The vulnerability impacts Ellucian Banner Enterprise Identity Services and Ellucian Banner Web Tailor, both modules of the Ellucian Banner ERP system.
It appears that attackers were able to take over user sessions when they attempted to log in.
It has been alleged that these criminal elements have actively been scouring the internet looking for institutions to target using this software flaw. This research provided them with a list of institutions to victimize. The hackers would then access the system once the user logged in. The amount of information they could obtain and how far into the systems they could get depended on the administrative rights of the user they chose to hack.
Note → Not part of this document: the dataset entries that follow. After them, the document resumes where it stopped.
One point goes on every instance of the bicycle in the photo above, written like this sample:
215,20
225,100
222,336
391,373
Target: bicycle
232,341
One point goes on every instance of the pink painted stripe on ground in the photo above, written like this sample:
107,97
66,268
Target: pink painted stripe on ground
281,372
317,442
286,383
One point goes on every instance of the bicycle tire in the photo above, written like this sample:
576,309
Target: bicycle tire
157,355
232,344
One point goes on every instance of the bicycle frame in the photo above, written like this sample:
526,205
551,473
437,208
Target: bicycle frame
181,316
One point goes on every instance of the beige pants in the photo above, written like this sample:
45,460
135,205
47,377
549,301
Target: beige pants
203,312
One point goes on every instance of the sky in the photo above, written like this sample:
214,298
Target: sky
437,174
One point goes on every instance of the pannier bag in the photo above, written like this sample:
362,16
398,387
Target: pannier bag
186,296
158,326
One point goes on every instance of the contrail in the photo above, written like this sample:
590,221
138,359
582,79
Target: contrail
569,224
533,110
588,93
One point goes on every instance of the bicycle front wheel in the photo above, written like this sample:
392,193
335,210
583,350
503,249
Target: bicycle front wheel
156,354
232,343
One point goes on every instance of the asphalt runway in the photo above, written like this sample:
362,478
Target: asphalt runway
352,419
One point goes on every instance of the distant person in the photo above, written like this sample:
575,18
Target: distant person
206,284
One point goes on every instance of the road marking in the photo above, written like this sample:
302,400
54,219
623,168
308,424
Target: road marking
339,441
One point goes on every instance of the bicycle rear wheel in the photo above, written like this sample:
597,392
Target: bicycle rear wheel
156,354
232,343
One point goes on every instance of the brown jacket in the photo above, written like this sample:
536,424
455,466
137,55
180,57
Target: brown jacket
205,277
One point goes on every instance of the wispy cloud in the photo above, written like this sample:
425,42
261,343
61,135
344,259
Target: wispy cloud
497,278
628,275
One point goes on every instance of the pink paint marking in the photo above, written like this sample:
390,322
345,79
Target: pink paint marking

Using these means, they could eventually move laterally through the institution’s system and access personal and sensitive data – data that is usually protected by law.
Hackers were also able to potentially manipulate this information, for example, alter personal data or grades or deny students financial aid.
While there have been many reports that the data was then used for criminal purposes, no details have been provided on the nature or extent of the activity.
The FSA has stated that those affected have reported that the vulnerability was exploited to manipulate enrolment or admissions systems, as well as create hundreds of fake student accounts in a matter of days.
The chief information security officer at Ellucian emailed a statement reporting that there was no connection between the security vulnerability and the generation of fake accounts – the two issues were totally unrelated.
Ellucian operates in over 50 countries, assisting more than 2,500 institutions providing software solutions for students, colleges, and universities. With more than 5 decades of know-how, they supply software helps organize data and workflow for managing things like staff payroll, student grades, student financial aid, and admissions.
Ellucian fixed the vulnerability two months ago, with a patch that users need to download. However, the DoE stated, only this week, that hackers have started exploiting this vulnerability. It is unclear why there is a two-month gap between the creation of the patch and this statement.
On 14 May 2019, the patch was created, and an update was posted stating that a vulnerability in the user verification mechanism used by the two modules had been discovered. This weakness meant that hackers could gain remote access to hijack victims’ web sessions and access their account details.
What happens now?
Institutions who use these two modules are strongly advised to apply patches to fix any potential vulnerabilities of their system. Institutions are also encouraged to upgrade their Enterprise Identity or Web Tailor Services if they have not done so already.
It would be advisable also for institutions to contact the FSA team to determine if you have suffered a breach in data.
The latest version of Ellucian’s ERP system is Banner 9. Those institutions who have already switched to this version are believed to be unaffected by this issue.